Little-Endian Snafu


You learned about this in college classes. You thought working SWE jobs in 2022 you’d never have to deal with this. But it comes back to trick you at your worst.

I was tripped by endian-ness when implementing inverted list listno-offset/LO as a fixed-width binary key in RocksDB.

// When offsets list id + offset are encoded in an uint64
// we call this LO = list-offset

inline uint64_t lo_build(uint64_t list_id, uint64_t offset) {
    return list_id << 32 | offset;

inline uint64_t lo_listno(uint64_t lo) {
    return lo >> 32;

inline uint64_t lo_offset(uint64_t lo) {
    return lo & 0xffffffff;

The original implementation used rather smart bitwise shifting and masking to accommodate two uint32 integers in uint64 allocations into one uint64 integer. It worked out beautifully on its own. I proceeded to set up my custom comparator in RocksDB reinterpreting the uint64 integer LO as a byte string, and that worked out great. Then I discovered prefix seek and slapped on a NewFixedPrefixTransform(4) (4 bytes for the list_id/listno). This was when the iterator seeks broke down. One should expect all elements prefixed by the same listno to be returned with the fixed prefix, but the results suggested otherwise. It somehow seemed to be treating the offset as the prefix.

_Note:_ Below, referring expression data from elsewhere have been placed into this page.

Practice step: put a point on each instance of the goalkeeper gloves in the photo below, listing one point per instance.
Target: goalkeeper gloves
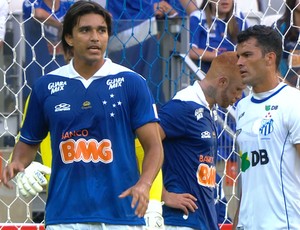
(30, 181)
(153, 216)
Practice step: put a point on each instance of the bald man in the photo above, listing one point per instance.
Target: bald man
(189, 138)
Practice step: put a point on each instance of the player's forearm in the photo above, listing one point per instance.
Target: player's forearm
(151, 164)
(23, 153)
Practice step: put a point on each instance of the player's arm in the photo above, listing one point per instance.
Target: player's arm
(150, 140)
(153, 216)
(23, 155)
(236, 216)
(297, 146)
(183, 201)
(31, 180)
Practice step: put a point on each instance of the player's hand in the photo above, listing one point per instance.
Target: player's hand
(31, 180)
(140, 197)
(153, 216)
(183, 201)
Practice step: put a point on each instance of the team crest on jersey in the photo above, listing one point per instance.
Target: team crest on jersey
(62, 107)
(86, 105)
(199, 113)
(266, 126)
(56, 86)
(114, 83)
(205, 134)
(271, 107)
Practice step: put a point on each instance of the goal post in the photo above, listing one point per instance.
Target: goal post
(177, 72)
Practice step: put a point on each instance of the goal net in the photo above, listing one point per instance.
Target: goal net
(24, 57)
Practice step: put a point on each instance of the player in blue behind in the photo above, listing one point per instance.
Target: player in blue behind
(190, 145)
(93, 109)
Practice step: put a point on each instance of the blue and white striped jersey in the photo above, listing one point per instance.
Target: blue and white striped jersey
(190, 149)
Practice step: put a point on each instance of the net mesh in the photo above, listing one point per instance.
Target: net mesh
(21, 58)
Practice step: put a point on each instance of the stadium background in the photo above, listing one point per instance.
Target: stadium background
(178, 71)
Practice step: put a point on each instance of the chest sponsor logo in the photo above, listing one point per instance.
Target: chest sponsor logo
(83, 149)
(259, 157)
(57, 86)
(114, 83)
(62, 107)
(199, 113)
(205, 134)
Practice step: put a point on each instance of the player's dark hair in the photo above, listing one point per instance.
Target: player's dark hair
(73, 15)
(267, 38)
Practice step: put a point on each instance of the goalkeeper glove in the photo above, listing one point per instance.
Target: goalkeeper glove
(30, 181)
(153, 216)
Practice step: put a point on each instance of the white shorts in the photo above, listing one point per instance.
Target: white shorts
(93, 226)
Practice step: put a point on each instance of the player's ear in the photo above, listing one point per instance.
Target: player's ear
(223, 81)
(270, 58)
(69, 39)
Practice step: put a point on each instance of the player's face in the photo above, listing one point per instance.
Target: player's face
(251, 62)
(224, 6)
(89, 40)
(232, 93)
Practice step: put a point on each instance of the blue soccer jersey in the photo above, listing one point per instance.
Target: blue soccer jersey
(190, 149)
(92, 125)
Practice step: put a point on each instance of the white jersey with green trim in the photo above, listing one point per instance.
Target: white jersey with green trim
(268, 127)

I spent hours isolating the problem with trial and error. Then at dinner it dawned on me… Little Endian12!

When memory bytes are printed sequentially from left to right (e.g. in a hex dump), little-endian representation of integers has the significance increasing from left to right. In other words, it appears backwards when visualized, which can be counter-intuitive.

A (most?) modern x86_64 or aarch64 machine adopts a little-endian system. Here, a naive slice of the first 4 bytes in that memory blob would give you the offset, not the listno!

Realizing that, the fix was to build LO with string concatenation or memcpy in the expected order. And the problem was solved.